Facing repercussions
Anderson’s enigmatic and alluring performance as DSI Gibson has garnered many fans, not least for her character’s penchant for silk blouses. “Even when we’re doing the wardrobe fitting in Selfridges, those clothes get pulled off the rack, I put them on and I’m Stella,” says the 48-year-old, who believes her on-screen alter ego has “lots of flaws”, despite the confidence she exudes.
“I don’t think it’s necessarily a good decision to have slept with Tom Anderson [a detective sergeant played by Colin Morgan],” states the Chicago-born actress of her character’s choices. “I think she’s made some strange, morally ambiguous decisions as a police officer, and there may be repercussions.” That said, Anderson adds: “She’s so comfortable with who she is as a woman, I don’t think
I’ve ever met anyone quite like her. I wish I was like her.”
Fighting for a cause
Despite his success as Spector, including a Bafta nomination in 2014, Dornan originally read for the role of DS James Olsen, who Gibson propositions in series one. Cubitt explains he didn’t think Dornan was “right” for that part, but adds: “When I looked at him on tape, I thought he had something extraordinary on camera, and was pretty convinced straight away that we’d found our Spector. I knew it had to be someone who the camera really liked, who had an emotional depth and intelligence in their eyes.”

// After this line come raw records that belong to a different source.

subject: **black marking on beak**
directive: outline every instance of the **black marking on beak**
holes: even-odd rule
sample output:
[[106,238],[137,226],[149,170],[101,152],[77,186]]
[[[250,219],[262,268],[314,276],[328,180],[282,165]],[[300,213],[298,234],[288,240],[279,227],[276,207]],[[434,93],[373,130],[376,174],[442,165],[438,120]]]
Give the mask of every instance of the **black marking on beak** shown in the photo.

He recalls the “debate” over Dornan’s casting because, at the time, “he hadn’t done a massive amount”. Cubitt was adamant, however: “I got very vociferous about it, essentially, and said if it’s not Jamie then we don’t have a show.”
Cubitt’s critics
The Fall may have a legion of fans desperate to see how the action plays out, but the series is not without its detractors, with one Daily Mail article describing it as “an extended rape fantasy”.
“I was very upset by the implications, because whose fantasy would it be but mine?” admits Cubitt. “It’s adopted a particular criticism of patriarchy and the way in which male violence against women sits within the patriarchy. Gibson has discoursed about that endlessly from a feminist perspective, to the point that it doesn’t seem to matter what she says, set against what Spector does,” he adds. “Surely the issue is that Spector is a misogynistic character – although he says himself in season two: ‘I don’t hate women, I hate everybody, myself included’. And that’s perhaps closest to the truth of Spector.”
Gibson’s choice
At the very end of series two, when Spector and Gibson’s colleague Tom were both laying injured after being shot, it was Spector that Gibson ran to – but Anderson doesn’t believe Stella has an unhealthy fascination with the serial killer. “She’s fascinated, she’s obsessed by him and bringing him to justice, and the idea that he would get away with it or get off easily by simply dying is a difficult thing for her to grasp,” explains the actress. “And that’s a possibility that’s playing out in front of her. She has to save his life. The family hasn’t had closure.”
The fall-out
As the third series culminates, there’s a suggestion that there’ll be a case for redemption. “I’m not going to say which characters are redeemed and which aren’t, but there’s always been this sense that Gibson, particularly, is fighting to protect and to redeem characters where she can, and that becomes imperative for her as the third season unfolds,” says Cubitt.
“You see them fighting for themselves in the face of the horror that someone like Spector reaps, his wife and children and victims and co-victims… I’ve always wanted the ramifications of Spector’s acts to radiate out.”